ALTA TRINITA BEATA

Alta Trinita Beata est d'une souveraine beauté.

Il s'agit originellement d'une oeuvre monodique avec des paroles en langue vulgaire - ici la langue italienne - habillée harmoniquement à la fin du XVe siècle par un musicien anonyme. Ces caractéristiques sont celles des "Laudi spirituali" qui jouèrent un rôle prépondérant à plusieurs reprises dans l'histoire de la musique.

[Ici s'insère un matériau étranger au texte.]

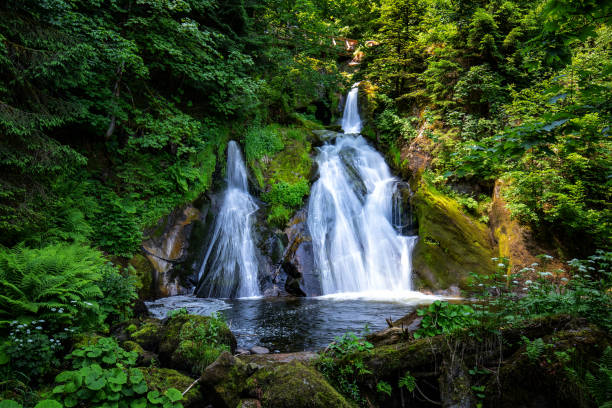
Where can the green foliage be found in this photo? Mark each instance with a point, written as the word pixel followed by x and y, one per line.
pixel 443 318
pixel 534 348
pixel 203 343
pixel 384 387
pixel 105 352
pixel 407 381
pixel 342 364
pixel 177 312
pixel 586 293
pixel 262 141
pixel 600 383
pixel 103 374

Les "Laudi" remontent au XIIIe siècle. Ils furent l'une des plus pures floraisons de la spiritualité franciscaine principalement en Ombrie. Issus de la monodie liturgique, ils s'ornèrent rapidement de la plus belle des polyphonies. Cette forme d'expression musicale, qui est une forme expressive, va trouver avec Saint-François d'Assise et le développement de sa congrégation, un terrain extraordinairement propice à son élargissement, cette fois, en langue vulgaire. Cette première floraison de "Laudi" aux XIIIe et XIVe siècles ont tous un caractère narratif et personnel. On trouve dans une trés grande partie d'entre eux des scènes dramatiques qui feront naître rapidement le premier théâtre italien en langue vulgaire que fut la "Représentation sacrée".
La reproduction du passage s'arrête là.